De hardheidsclausule biedt het CAK de mogelijkheid het benodigde maatwerk te leveren. Op grond van de hardheidsclausule kan het CAK afzien van het innen van de ouderbijdrage wanneer deze inning zal leiden tot onrechtvaardigheid in relatie tot andere bijdrageplichtigen.

Het gaat bij bijzondere hardheid om situaties waarin het innen van de ouderbijdrage strijd oplevert met verdragen zoals het Verdrag tot bescherming van de rechten van de mens en de fundamentele vrijheden (EVRM) en het Internationaal Verdrag voor de Rechten van het Kind (IVRK).

Dit geldt in de volgende gevallen:

  • Als het innen van de ouderbijdrage ertoe leidt dat de belangen van het kind onredelijk worden geschaad.

  • Als het innen van de ouderbijdrage ertoe leidt dat een onevenredige inbreuk wordt gemaakt op het familie- of gezinsleven van het kind of de ouder. Dit is bijvoorbeeld het geval als door het betalen van de ouderbijdrage de ouder aantoonbaar niet meer in staat is om contact te houden met zijn kind.
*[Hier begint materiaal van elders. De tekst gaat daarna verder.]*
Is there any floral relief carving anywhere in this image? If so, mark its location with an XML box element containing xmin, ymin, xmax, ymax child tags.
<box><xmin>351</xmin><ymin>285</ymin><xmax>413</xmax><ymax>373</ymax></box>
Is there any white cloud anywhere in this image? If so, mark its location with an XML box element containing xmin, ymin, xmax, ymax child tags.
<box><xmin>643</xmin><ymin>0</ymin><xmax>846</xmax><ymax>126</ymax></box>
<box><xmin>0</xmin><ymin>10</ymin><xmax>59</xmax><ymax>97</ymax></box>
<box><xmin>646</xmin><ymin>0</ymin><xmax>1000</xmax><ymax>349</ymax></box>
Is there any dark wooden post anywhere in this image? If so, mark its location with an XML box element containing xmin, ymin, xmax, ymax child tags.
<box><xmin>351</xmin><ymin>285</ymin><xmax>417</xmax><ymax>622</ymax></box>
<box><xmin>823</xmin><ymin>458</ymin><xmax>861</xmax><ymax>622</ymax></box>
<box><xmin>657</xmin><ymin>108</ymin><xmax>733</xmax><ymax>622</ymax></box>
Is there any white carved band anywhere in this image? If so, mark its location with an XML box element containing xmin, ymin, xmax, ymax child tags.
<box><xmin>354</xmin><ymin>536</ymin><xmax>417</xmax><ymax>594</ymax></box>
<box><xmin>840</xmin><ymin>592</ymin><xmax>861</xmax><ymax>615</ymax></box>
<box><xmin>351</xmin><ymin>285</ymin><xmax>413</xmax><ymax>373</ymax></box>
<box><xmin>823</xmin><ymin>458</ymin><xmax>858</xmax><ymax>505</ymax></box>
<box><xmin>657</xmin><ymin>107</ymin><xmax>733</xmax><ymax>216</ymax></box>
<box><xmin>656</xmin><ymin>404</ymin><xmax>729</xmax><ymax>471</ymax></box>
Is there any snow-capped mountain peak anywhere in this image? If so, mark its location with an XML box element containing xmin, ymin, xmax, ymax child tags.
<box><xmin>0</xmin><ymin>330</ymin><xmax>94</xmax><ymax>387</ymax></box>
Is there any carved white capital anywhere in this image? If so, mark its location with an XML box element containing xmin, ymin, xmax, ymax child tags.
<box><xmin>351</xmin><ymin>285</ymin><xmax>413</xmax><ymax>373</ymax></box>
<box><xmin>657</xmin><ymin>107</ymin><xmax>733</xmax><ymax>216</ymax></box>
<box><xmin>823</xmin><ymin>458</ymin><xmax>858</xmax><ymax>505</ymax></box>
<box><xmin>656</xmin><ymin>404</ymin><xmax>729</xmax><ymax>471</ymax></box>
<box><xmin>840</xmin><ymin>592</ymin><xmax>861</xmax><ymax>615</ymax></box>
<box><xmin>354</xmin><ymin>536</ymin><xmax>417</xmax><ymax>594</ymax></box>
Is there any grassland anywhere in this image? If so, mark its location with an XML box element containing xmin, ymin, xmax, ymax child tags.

  • In andere vergelijkbare situaties kan het CAK ook afzien van inning van de ouderbijdrage. Dit beoordeelt het CAK aan de hand van de specifieke omstandigheden van het geval.

Voorbeeld 1:

Zoon Pieter is uit huis geplaatst in Best, 150 kilometer van huis. Zijn vader doet een beroep op de hardheidsclausule omdat hij de reiskosten voor 150 kilometer niet kan opbrengen vanwege de ouderbijdrage. Hier geldt de hardheidsclausule omdat ouders contact moeten kunnen houden met hun kind.

Voorbeeld 2

Dochter Lisa krijgt jeugdhulp in een instelling. Haar moeder doet een beroep op de hardheidsclausule omdat zij niet meer op vakantie kan gaan. Hier is de hardheidsclausule niet van toepassing, omdat vakantie voor de moeder niet van invloed is op de belangen van het kind of op het familie- of gezinsleven.

Voorbeeld 3

Als een ouder vanwege zijn financiële positie niet goed kan zorgen voor zijn kind en daardoor te weinig geld heeft om eten, kleding en schoolkleding voor zijn kind te betalen, kan de ouder een beroep doen op de hardheidsclausule. De ouder moet dan wel aantonen dat zijn situatie bijzonder is ten opzichte van die van anderen en dat die bijzondere situatie kwijtschelding van de ouderbijdrage rechtvaardigt.

Werkwijze

De ouder of diens vertegenwoordiger dient een schriftelijk verzoek in bij het CAK. Het CAK heeft een aanvraagformulier ontwikkeld dat de ouder kan invullen en aanvullen met de benodigde bewijsstukken. Daarnaast kan ook een verzoek in de vorm van een bezwaarschrift worden gedaan.

Vangnet

De inschatting is, dat het bestaande vangnet van uitzonderingsgronden voldoende mogelijkheden biedt om ouders te vrijwaren van de ouderbijdrage als zij die niet kunnen betalen. Met de toevoeging van de hardheidsclausule in de nieuwe Jeugdwet kan het CAK maatwerk bieden.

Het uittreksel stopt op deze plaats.